Drone-based beam measurements are a promising avenue to tackle the critical challenge of calibration for 21 cm cosmology telescopes. In this paper, we introduce a new drone-based calibration system for 400-800 MHz radio observatories, describing its instrumentation and first deployment. We discuss measurements of the TONE array, a CHIME/FRB outrigger pathfinder, and present results, including full 2D high spatial resolution beam maps in both co- and cross-polarization, as well as comparisons to simulations. The polarized beam maps cover a 70 degree by 70 degree grid, capturing the first two sidelobes and measuring the TONE main beam and first sidelobe with 7-9% statistical errors. We investigate polarization angle alignment with frequency, finding significant polarization leakage in the TONE antennas at frequencies above 600 MHz, and a polarization axis rotation with frequency. We describe statistical and systematic errors, as well as measurements of radio frequency interference from the drone and equipment. Our drone system is the first to incorporate a broad-band switched calibration source in the drone payload, enabling background subtraction and direct measurements of the RFI emitted by the drone. The results presented are the first drone-based 2D measurements of cross-polar beam structure and of polarization alignment of an array. The high frequency and spatial resolution achieved with this system have revealed the rich structure of the beam of each antenna, and enabled comparisons between individual dishes and to electromagnetic simulations.

Figures (19)

• Figure 1: (Upper) A rendering of the Matrice 600 Pro, and a photograph of the payload with components indicated (described in more detail in Section \ref{['sec:drone']}). The payload consists of the calibrator source, a GPS to provide a pulse synchronized to PPS, batteries for the source and components, and the transmission antenna. (Lower) Schematic of transmission signal RF chain.

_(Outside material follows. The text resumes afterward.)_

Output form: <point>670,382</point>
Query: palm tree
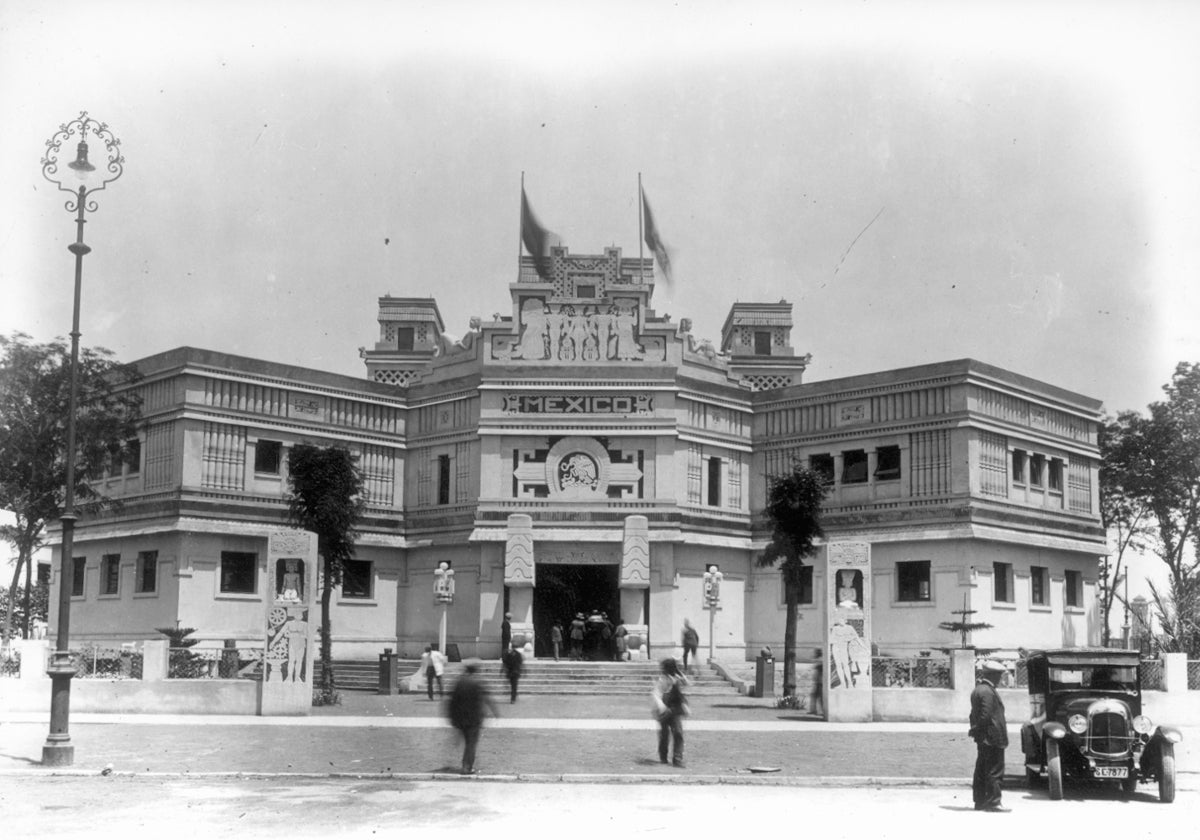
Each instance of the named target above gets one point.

• Figure 2: TONE at Green Bank Radio Observatory. The 8 active dishes are marked with X's, color-coded by whether the dish is instrumented with a HIRAX or CHIME feed. The four dishes used for drone beam mapping are marked with a yellow circle. The drone take off location and 'Dish 0' location (which served as the coordinate system origin) are also marked.
• Figure 3: Each panel shows the beam measured from each of the flights used in this analysis for a single dish and frequency after the per-flight processing performed in Section \ref{['sec:processing']}. The cardinal direction 'North' is vertical; some flights were oriented North-South and others East-West, and color indicates beam amplitude. The polarization during the flight was either aligned North-South ('N-pol') or East-West ('E-pol'). The smaller grids target a measurement of the main beam, the larger grids target a measurement of sidelobes. Additional detail on the flights is given in Table \ref{['tab:flights']}.
• Figure 4: A single transit of the drone through near the center of the beam for Dish 0, North-polarized input from flight 625 at frequency 448 MHz. Indicated by color are points in the flight where the background fitting found the signal was on (black), off (purple), or partially on and partially off (peach). Only 'On' data is used in the following analysis after background subtraction.
• Figure 5: Beam power vs angle in a single 1D cut through the beam at the origin for frequency 448 MHz and a North-polarized input. (Left) shows a 1D cut through the North-South direction and (Right) shows a 1D cut through the East-West direction. Each flight is shown as a different color after the normalization correction procedure described in Section \ref{['sec:ampcorr']}. As described, the amplitude correction procedure matches the average signal power in the first sidelobe region. As a result, the main beam flights have good signal in the main beam and the sidelobes, while the brighter sidelobe flights will look flat within the main beam where the signal was saturated.